La historia del arte es un continuo ir y venir entre todas las formas de la
representación. Cada época inventa o elige las suyas. Cada etapa crea tanto
como recupera. La pintura, que con la poesía y la música se cuenta entre las
menos útiles de las artes, tendió a copiar la realidad como un modo de
retenerla, suplantando en cierto modo a la memoria, olvidando que en la mayoría
de los casos la fidelidad no se corresponde nunca con lo que el ojo aparenta o finge ver.
La fotografía
pareció nacer para devolver
la libertad total a la pintura. Más tarde, y aún estamos en eso, aprendió las
nuevas lecciones de la pintura: no ver la realidad como si el objetivo de la
cámara fuese un mero espejo reproductor. Entonces se convirtió de pleno derecho
en arte, en escritura de luz, en mucho más que luz sometida a levantar acta del
modelo que retrata.
La fotografía,
aliada conceptualmente a la poesía y a la pintura, tiene
afán de perdurar. Quien se deja retratar exige que su imagen se detenga en el
tiempo y para el tiempo, pretende establecer un diálogo consigo mismo, mirarse
y tratar de adivinar lo que esconde dentro de sí. Nos miramos en una buena
fotografía como si quisiéramos entrever nuestra alma, un halo que nunca vemos
ni acertamos a intuir. Nos entregamos a la cámara en estado de inocencia. Pero
más tarde, cuando otros ojos observan nuestra imagen en positivo, nos
enfrentamos a ese desconocido que nos mira y es él quien hace y responde a los
interrogantes de nuestra mirada. Cees Nooteboom se formula, al respecto, la siguiente pregunta:
¿Por qué resulta tan extraño el instante en que nos dejamos fotografiar? El
tiempo no se puede detener, aun cuando el fotógrafo solicite nuestra
inmovilidad más absoluta. Entonces, ¿somos nosotros quienes interrumpimos durante apenas un segundo el discurrir de nuestra vida?
Cada instante
fijado por la fotografía es irrepetible. Pero es
también un instante privilegiado. Solemos aplicar al fotógrafo el atributo de voyeur.

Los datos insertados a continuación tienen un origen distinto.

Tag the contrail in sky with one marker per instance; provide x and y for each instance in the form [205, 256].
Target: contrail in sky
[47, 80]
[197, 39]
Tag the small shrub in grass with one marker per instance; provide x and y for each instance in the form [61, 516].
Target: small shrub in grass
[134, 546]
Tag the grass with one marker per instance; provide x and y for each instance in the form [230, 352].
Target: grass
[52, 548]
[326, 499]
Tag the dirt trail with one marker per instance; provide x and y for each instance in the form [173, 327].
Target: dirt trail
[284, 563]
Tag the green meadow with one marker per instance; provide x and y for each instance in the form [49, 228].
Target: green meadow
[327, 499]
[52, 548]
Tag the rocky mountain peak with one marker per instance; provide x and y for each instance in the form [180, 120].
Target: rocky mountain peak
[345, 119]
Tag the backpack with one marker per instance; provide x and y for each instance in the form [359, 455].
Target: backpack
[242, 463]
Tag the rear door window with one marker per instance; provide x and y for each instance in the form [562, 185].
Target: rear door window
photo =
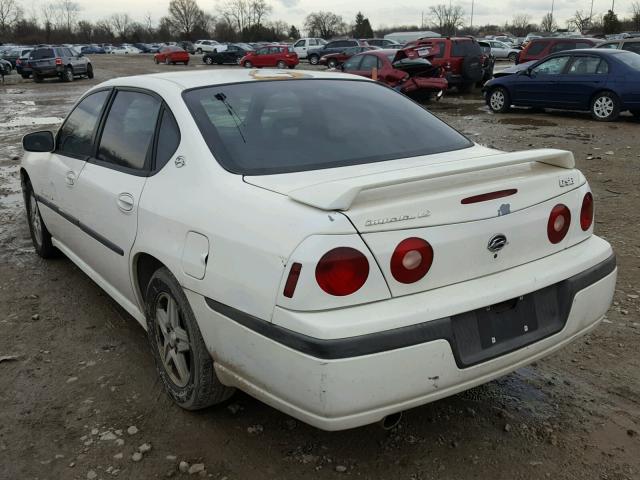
[75, 138]
[129, 129]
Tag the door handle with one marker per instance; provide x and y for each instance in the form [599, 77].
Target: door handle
[125, 202]
[70, 178]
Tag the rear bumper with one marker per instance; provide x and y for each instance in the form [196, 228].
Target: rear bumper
[339, 382]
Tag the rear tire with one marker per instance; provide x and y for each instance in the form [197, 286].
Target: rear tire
[499, 100]
[605, 107]
[40, 235]
[182, 360]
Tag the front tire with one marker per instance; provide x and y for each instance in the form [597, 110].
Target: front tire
[605, 107]
[499, 100]
[40, 235]
[182, 360]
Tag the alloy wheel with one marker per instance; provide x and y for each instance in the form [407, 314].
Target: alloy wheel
[173, 340]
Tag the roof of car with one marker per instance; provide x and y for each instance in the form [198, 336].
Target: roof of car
[204, 78]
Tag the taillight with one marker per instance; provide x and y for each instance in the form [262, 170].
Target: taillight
[292, 280]
[411, 260]
[342, 271]
[586, 212]
[558, 224]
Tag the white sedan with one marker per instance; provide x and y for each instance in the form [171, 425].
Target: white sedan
[339, 269]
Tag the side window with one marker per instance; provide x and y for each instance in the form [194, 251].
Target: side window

Olvidamos que tan voyeur es el artista como su modelo. En el caso de la
fotografía, es el modelo quien obtiene mayor provecho del acto de posar y retener la imagen deseada sobre un trozo de papel.
Estoy hablando, es evidente, del lenguaje de la luz aplicado a las personas.
Aunque tengo que aclarar también que sobre la fotografía de paisajes, de
bodegones o de monumentos históricos, por citar sólo tres ejemplos, mis
observaciones no serían en el fondo muy diferentes.
Andrés Serrano y Miguel
Perdiguer son, ante todo, retratistas. El Diccionario de la Real Academia
define el retrato como una "pintura o efigie que representa alguna persona
o cosa". Añade otra acepción que no resuelve la disyunción anterior: en
sentido figurado, un retrato es "lo que se asemeja mucho a una persona o
cosa". Claro que también lo define como la "descripción de la figura
o carácter, o sea de las cualidades físicas y morales de una persona".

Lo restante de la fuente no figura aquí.